Diego : Quel est le point commun entre tes 3 pochettes d’albums ?
Wilfried : Ah ! Mon regard direct peut-être…
Diego : Exact ! Un portrait avec des impressions différentes. Tantôt rouge, puis encadré et enfin dessiné !
Wilfried : C’est évidemment voulu ! Je souhaitais un regard direct afin que l’auditeur se plonge dans mes yeux dès la pochette. Je trouve que cela donne l’impression de s’adresser directement aux gens. Pour l’album « Will » sorti en début d’année, le dessin résume en quelques traits ma personne sans avoir de détails inutiles. En deux-trois coups de crayon, on devine qui je suis, réalisé par une artiste qui s’appelle Elo.
Diego : Comment est né le concept de l’interprétation de reprises en étant perché dans un arbre ?
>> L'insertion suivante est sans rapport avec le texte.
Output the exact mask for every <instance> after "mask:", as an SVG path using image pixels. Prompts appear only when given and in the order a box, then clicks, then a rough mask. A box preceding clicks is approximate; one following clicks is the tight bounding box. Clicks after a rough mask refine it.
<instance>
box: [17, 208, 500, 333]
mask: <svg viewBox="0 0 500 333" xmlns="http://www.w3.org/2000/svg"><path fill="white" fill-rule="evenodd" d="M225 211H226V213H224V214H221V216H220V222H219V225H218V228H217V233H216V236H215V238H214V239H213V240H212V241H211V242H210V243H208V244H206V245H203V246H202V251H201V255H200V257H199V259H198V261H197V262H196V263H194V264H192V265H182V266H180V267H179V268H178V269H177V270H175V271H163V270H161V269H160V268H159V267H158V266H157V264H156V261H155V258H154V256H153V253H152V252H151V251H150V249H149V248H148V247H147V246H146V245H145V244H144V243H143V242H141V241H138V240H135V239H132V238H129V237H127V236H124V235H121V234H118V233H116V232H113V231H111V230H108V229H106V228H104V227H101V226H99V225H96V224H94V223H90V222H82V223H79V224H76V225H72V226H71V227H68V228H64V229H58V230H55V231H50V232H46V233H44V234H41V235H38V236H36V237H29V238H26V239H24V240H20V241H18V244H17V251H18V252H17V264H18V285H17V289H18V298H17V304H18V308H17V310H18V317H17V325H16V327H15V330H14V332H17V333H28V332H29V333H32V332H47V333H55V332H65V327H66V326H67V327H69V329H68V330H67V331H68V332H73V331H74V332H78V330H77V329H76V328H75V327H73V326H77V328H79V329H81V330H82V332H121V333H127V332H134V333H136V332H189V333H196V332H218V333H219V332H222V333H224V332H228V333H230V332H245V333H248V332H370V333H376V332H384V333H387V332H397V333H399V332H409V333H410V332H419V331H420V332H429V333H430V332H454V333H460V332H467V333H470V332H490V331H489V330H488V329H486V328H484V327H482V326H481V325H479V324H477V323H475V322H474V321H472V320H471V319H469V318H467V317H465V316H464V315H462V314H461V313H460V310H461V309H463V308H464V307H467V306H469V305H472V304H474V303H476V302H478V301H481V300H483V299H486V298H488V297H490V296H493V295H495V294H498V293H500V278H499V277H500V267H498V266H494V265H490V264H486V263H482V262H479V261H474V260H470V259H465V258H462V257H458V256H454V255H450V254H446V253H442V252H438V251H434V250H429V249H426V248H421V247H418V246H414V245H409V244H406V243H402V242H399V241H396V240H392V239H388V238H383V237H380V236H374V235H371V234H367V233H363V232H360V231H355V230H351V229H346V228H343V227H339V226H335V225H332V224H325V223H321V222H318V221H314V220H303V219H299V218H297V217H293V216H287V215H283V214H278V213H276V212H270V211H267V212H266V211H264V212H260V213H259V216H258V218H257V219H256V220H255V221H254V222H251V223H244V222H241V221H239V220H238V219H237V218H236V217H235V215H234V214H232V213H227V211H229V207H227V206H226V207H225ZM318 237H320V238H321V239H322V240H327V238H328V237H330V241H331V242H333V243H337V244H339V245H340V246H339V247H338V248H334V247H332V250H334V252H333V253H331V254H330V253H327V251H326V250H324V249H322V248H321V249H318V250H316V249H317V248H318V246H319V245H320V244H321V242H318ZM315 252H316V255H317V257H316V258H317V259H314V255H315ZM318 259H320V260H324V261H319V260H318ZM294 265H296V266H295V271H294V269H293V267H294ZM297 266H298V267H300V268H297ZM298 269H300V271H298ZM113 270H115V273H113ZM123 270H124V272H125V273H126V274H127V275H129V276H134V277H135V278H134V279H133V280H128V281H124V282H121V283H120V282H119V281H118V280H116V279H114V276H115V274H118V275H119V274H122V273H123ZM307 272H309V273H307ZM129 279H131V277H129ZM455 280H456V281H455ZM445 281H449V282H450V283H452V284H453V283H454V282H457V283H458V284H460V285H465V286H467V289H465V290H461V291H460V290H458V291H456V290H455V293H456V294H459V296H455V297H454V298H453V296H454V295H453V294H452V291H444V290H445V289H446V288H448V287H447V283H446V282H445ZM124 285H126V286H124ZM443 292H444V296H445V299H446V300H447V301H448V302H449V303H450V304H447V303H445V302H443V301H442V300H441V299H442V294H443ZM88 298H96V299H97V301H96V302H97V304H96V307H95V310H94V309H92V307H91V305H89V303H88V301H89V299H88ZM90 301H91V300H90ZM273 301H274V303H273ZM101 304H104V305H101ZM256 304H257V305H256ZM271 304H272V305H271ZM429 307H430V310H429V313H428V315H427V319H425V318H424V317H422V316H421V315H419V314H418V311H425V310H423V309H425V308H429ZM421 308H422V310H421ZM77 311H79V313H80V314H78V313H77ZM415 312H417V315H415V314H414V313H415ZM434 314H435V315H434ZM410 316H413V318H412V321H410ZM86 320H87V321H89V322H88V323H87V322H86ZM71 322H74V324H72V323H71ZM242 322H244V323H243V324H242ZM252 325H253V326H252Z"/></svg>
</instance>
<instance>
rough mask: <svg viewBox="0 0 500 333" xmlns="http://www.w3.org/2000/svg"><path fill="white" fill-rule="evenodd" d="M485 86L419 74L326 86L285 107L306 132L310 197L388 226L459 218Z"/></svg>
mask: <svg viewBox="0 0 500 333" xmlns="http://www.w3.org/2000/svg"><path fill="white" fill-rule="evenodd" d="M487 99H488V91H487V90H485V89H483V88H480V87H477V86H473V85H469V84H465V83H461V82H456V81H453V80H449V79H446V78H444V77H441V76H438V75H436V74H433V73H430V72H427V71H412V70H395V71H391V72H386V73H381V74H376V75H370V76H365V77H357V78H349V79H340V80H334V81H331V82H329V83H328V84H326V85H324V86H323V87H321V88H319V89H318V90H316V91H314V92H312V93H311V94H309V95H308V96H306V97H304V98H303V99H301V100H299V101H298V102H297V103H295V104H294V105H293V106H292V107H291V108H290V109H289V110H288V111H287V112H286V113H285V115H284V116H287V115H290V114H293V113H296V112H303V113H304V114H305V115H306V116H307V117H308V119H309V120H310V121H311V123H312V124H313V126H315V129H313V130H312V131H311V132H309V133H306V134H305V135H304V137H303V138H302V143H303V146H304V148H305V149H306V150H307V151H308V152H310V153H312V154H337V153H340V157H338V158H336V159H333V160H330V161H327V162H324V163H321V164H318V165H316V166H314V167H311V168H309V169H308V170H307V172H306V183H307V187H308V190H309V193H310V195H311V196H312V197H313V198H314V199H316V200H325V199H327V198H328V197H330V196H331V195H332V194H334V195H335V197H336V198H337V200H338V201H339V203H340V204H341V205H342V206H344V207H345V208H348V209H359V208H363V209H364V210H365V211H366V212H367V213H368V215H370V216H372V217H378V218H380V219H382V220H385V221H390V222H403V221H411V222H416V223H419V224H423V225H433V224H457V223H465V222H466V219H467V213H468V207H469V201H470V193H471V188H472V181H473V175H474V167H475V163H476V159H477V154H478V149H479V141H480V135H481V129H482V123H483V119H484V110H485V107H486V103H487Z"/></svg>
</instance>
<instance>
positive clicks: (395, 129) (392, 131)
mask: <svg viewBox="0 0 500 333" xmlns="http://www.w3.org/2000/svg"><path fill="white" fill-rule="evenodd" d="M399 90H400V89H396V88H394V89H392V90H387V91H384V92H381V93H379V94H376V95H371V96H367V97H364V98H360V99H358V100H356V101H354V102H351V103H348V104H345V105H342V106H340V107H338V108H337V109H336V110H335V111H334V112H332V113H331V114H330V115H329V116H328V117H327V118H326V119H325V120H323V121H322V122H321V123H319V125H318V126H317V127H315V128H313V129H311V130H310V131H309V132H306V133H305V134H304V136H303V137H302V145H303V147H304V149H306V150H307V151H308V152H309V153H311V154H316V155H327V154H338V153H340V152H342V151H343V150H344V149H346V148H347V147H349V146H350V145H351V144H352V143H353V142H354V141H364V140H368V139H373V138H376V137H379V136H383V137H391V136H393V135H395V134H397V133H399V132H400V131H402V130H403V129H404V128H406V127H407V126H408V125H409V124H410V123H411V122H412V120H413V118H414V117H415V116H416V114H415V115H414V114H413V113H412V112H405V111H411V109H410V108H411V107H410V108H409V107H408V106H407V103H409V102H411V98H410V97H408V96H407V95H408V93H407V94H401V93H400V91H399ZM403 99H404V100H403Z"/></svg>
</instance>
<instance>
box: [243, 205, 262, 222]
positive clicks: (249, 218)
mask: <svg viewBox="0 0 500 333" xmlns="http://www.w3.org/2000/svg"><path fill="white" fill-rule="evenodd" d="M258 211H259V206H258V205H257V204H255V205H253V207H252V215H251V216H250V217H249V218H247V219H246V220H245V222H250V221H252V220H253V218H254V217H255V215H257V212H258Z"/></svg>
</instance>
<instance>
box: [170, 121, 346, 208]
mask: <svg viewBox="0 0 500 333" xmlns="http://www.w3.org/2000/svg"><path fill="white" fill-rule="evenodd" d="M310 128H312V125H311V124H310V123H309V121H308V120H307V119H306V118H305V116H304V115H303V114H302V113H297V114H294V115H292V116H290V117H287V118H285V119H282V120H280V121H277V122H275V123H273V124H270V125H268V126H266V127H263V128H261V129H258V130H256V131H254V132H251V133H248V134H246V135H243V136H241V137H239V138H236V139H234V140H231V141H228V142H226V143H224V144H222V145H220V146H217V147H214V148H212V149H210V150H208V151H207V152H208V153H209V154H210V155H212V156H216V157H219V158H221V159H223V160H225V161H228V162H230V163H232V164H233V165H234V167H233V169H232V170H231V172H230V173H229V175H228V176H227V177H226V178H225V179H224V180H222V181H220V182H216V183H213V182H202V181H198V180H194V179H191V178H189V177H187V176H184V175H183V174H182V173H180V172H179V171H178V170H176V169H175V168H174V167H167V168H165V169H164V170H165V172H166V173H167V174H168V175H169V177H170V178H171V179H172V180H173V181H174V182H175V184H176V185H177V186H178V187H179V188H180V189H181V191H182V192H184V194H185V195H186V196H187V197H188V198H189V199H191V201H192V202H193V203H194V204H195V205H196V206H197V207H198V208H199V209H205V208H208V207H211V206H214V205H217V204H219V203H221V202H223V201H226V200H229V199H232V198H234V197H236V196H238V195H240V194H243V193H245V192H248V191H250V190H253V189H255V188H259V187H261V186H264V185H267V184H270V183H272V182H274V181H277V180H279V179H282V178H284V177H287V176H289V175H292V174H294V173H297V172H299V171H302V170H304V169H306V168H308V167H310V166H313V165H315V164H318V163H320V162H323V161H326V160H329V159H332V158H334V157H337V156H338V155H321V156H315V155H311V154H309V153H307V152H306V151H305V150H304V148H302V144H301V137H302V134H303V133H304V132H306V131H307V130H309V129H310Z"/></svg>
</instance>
Wilfried : Il s’agit de sessions live dont l’objectif est de « transporter ma bulle ». Ma solitude perchée dans un arbre qui représente l’abri, la cabane au dessus du sol qui permet de voir loin. Une symbolique terre-ciel-racines-branches très insolite et il m’arrive de faire des concerts dans les arbres. Tous ceux qui ont un arbre dans leur jardin peuvent me contacter !
Diego : Dommage je n’ai qu’un olivier à la maison ! Autre sujet relatif à une chanson, es-tu ou as-tu un bon coach pour rater sa vie ?
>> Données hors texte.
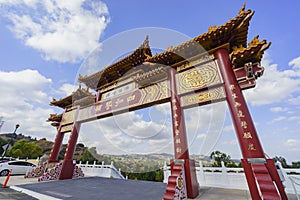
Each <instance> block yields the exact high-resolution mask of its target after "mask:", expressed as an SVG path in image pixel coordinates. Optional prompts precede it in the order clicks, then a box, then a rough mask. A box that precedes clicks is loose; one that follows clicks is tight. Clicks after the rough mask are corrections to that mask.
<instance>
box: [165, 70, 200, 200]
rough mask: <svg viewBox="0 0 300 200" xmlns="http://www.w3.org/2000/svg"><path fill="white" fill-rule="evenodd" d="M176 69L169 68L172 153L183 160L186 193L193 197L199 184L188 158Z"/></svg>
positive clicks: (196, 194)
mask: <svg viewBox="0 0 300 200" xmlns="http://www.w3.org/2000/svg"><path fill="white" fill-rule="evenodd" d="M176 73H177V70H176V69H174V68H170V70H169V79H170V90H171V99H170V101H171V114H172V125H173V139H174V154H175V159H182V160H184V171H185V177H186V180H185V181H186V187H187V194H188V197H189V198H195V197H197V196H198V194H199V184H198V181H197V176H196V167H195V161H194V160H190V158H189V149H188V141H187V135H186V128H185V120H184V113H183V110H182V108H181V105H180V99H179V96H178V93H177V87H176V80H175V75H176Z"/></svg>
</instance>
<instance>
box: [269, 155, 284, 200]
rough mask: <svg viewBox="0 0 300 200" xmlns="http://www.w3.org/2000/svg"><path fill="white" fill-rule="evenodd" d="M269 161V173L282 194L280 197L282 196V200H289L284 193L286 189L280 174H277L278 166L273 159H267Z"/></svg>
mask: <svg viewBox="0 0 300 200" xmlns="http://www.w3.org/2000/svg"><path fill="white" fill-rule="evenodd" d="M266 160H267V164H266V166H267V168H268V170H269V173H270V175H271V177H272V179H273V181H274V182H275V184H276V186H277V189H278V191H279V193H280V196H281V199H282V200H287V199H288V198H287V195H286V193H285V191H284V187H283V184H282V182H281V180H280V177H279V175H278V172H277V169H276V166H275V163H274V160H273V159H266Z"/></svg>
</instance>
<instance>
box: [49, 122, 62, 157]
mask: <svg viewBox="0 0 300 200" xmlns="http://www.w3.org/2000/svg"><path fill="white" fill-rule="evenodd" d="M61 127H62V126H61V124H60V125H59V128H58V130H57V134H56V138H55V141H54V144H53V147H52V150H51V153H50V157H49V161H48V162H49V163H55V162H58V155H59V151H60V147H61V145H62V141H63V139H64V134H63V133H61Z"/></svg>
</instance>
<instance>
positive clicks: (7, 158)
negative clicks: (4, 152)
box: [0, 157, 16, 163]
mask: <svg viewBox="0 0 300 200" xmlns="http://www.w3.org/2000/svg"><path fill="white" fill-rule="evenodd" d="M11 160H16V159H15V158H12V157H1V158H0V163H2V162H7V161H11Z"/></svg>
Wilfried : J’essaie d’être un bon coach pour rater ma vie mais j’ai un bon coach… rater sa vie questionne sur réussir sa vie et qu’est ce qu’un échec ? Privilégier la réussite personnelle, la satisfaction, l’épanouissement à la réussite matérielle est une doctrine que j’essaie d’inculquer à mes enfants. Cela me vient de mon beau-père George qui est cité dans mon spectacle et est probablement ma plus grande influence dans la vie après mes parents. Ce serait lui mon coach de vie.
Diego : As-tu un rituel avant d’entrer sur scène ?
Wilfried : Non. Depuis le temps que je monte sur scène avec les mêmes personnes, la satisfaction des retrouvailles me suffit. Comme un rituel… à une époque on se disait : « Allez, que du bon football ! »
Diego : Pour finir, quels sont tes meilleurs concerts vécus en tant que spectateur ?
Wilfried : Récemment avec Mathieu Lescop, nous avons vu Kings Of Convenience à La Sirène de La Rochelle. Un groupe folk Norvégien que je suis depuis leur premier album de 2001. Ensuite H-Burns qui reprend Léonard Cohen dont je suis très fan. A la sortie du confinement, j’ai été très touché par ce concert et la setlist était idéale avec en final « Hey, That’s No Way To Say Goodbye » titre de 1967. Enfin, Têtes Raides qui mélange poésie, folie, punk, alternatif, morbide et enfantin. Cette musique n’est plus à la mode mais quel talent ! Accordéon, trompette… je trouve que Christian Olivier est un artiste complet.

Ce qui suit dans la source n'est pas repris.